Changes to TP

The Polish Deal introduces a number of changes to the laws on transfer pricing. Such changes seek to simplify and insulate the system. Below is a discussion of selected changes in this area:

Extended list of documentation exemptions

  • It will abolish the requirement to prepare certain local transfer pricing documents, such as: re-invoicing and safe harbour transactions concerning finance and low value-added services;


Easing the terms of transfer pricing adjustments

  • It will abolish the obligation to declare any transfer pricing adjustment in the annual tax declaration. It also allows negative adjustments to be made if the taxpayer has received an accounting document from a related entity to confirm that a transfer pricing adjustment was made in a specified amount;


No obligation to prepare comparative and compliance analyses

  • It will be possible to avoid the need to prepare a comparative analysis (compliance analysis) for transactions which are:
  • controlled – i.e. concluded by taxpayers who are micro-/small- entrepreneurs (but such taxpayers are still obliged to confirm the arm’s-length nature of the applicable prices);
  • non-controlled transactions entered into with entities from tax havens (or if the beneficial owner of such an entity is from a tax haven).


Extended deadlines

  • The deadline will be extended for:
  • preparing transfer pricing documentation: until the end of the 10th month after the end of the tax year;
  • submitting transfer pricing information: until the end of the 11th month after the end of the tax year,
  • submitting transfer pricing documentation as requested by the tax authority: from 7 to 14 days.


Transferring the market declaration to the TPR form

  • As part of the planned reforms, the declaration will constitute a new element of the TPR-C or TPR-P form, and so will not be submitted as a separate document.
  • To date, a related entity has been required to submit, as a separate document, a declaration on the preparation of local transfer pricing documentation based on the arm’s-length nature of the prices mentioned therein.

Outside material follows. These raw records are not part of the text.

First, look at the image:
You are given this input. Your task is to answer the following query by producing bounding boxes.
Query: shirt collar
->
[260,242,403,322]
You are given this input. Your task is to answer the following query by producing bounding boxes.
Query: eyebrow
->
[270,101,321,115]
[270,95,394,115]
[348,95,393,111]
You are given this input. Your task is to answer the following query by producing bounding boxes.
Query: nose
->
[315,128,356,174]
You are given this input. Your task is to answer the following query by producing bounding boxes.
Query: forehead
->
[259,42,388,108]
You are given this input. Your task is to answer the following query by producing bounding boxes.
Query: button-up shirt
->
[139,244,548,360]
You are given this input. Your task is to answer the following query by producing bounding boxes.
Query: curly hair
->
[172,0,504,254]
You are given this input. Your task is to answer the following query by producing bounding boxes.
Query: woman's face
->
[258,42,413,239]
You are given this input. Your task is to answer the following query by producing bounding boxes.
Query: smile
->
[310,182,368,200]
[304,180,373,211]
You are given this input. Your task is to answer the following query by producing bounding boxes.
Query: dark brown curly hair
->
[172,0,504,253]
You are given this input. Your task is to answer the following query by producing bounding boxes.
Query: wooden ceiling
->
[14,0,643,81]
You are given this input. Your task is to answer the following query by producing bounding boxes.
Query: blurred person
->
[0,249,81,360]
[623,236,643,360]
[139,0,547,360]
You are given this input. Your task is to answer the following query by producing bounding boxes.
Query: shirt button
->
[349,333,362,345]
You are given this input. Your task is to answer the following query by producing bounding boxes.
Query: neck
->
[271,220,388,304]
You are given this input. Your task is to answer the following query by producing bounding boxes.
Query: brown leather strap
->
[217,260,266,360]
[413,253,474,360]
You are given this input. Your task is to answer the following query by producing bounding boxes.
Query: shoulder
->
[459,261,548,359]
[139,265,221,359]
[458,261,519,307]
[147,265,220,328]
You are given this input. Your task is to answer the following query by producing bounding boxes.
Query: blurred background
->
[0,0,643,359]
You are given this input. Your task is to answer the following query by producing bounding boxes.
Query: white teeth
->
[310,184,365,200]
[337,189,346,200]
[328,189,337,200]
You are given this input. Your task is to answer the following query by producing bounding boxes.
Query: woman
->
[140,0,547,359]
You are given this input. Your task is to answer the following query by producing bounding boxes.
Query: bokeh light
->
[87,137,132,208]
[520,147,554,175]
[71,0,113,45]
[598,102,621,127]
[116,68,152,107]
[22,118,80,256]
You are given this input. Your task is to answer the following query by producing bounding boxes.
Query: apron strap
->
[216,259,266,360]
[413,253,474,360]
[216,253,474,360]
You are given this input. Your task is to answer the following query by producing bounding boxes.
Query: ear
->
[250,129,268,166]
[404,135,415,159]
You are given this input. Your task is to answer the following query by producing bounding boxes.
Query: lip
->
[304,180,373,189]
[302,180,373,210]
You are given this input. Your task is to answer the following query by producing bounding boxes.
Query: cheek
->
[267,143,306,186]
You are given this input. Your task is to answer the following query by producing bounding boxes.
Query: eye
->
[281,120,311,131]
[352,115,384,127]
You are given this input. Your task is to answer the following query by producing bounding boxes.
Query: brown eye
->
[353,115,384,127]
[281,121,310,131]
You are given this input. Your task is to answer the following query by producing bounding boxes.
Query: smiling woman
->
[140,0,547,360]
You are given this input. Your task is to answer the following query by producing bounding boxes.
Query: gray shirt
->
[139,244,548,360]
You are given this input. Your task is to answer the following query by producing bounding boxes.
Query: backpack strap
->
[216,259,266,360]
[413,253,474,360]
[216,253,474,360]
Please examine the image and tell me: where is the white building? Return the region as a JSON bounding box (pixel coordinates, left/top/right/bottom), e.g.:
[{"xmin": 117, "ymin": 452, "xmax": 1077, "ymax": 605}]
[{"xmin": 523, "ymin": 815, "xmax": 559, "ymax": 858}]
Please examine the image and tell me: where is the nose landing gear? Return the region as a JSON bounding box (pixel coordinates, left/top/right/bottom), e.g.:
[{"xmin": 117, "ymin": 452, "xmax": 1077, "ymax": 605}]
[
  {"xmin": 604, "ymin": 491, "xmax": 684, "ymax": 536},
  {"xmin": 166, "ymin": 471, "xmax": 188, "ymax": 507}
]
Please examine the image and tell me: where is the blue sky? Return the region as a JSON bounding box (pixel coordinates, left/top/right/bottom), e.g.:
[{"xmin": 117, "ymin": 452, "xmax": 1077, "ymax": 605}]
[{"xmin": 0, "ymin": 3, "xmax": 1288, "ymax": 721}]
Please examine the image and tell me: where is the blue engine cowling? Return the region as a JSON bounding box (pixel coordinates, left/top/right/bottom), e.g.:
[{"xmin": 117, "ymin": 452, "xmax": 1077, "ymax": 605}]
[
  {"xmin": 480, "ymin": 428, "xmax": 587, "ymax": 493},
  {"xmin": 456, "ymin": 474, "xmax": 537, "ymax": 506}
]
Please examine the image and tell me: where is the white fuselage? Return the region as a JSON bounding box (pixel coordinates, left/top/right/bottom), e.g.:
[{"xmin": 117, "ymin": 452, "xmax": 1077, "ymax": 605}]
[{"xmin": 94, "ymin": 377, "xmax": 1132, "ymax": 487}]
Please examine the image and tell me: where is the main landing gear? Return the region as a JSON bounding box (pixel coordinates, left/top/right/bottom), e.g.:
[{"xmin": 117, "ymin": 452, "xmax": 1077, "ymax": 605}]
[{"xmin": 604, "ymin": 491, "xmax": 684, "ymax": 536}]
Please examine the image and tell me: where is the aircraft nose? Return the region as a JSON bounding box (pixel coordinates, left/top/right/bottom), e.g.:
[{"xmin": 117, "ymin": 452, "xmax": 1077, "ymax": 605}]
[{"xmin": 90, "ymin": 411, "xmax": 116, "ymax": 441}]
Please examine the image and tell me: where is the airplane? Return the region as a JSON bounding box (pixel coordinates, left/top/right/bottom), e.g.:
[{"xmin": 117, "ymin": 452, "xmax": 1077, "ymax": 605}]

Exemption from the obligation to submit ORD-U

  • An exemption from the duty for taxpayers or non-legal entities to submit information (the ORD-U form) regarding agreements concluded with non-residents will apply to taxpayers who are also required to submit TPR information and who do not conclude transactions with contractors from tax havens.


Stricter requirements for signing TPR

  • Changes are made to narrow range of people authorized to sign the TPR.
  • The new provisions will require the TPR to be signed by a company’s entire management board or by a designated member of the management board; merely appointing a designated member will not release other management board members from any liability arising from a failure to submit the TPR.
  • Additionally, it will not be permitted for a proxy to sign the TPR, unless the proxy is an attorney-at-law, legal advisor, tax advisor or statutory auditor.


New KKS sanction regarding transfer pricing documentation

  • A completely new KKS sanction is created for failure to prepare local or group transfer pricing documentation. Additionally, this sanction will apply if the documentation was prepared inaccurately.


Clarification of existing provisions

  • The wording of certain current provisions is clarified, particularly as regards:
  • Verifying the accuracy of interest rate levels in order comply with the conditions for using the safe harbour approach to financial transactions;
  • Valuing transactions within the scope of deposit agreements, the articles of association of entitles which lack legal personality or joint venture contracts;
  • Abolishing the duty to appoint a partner of the company who, not being a legal person, is obliged to submit information on transfer prices applicable to the company;
  • Identifying data sources used to prepare transfer pricing information.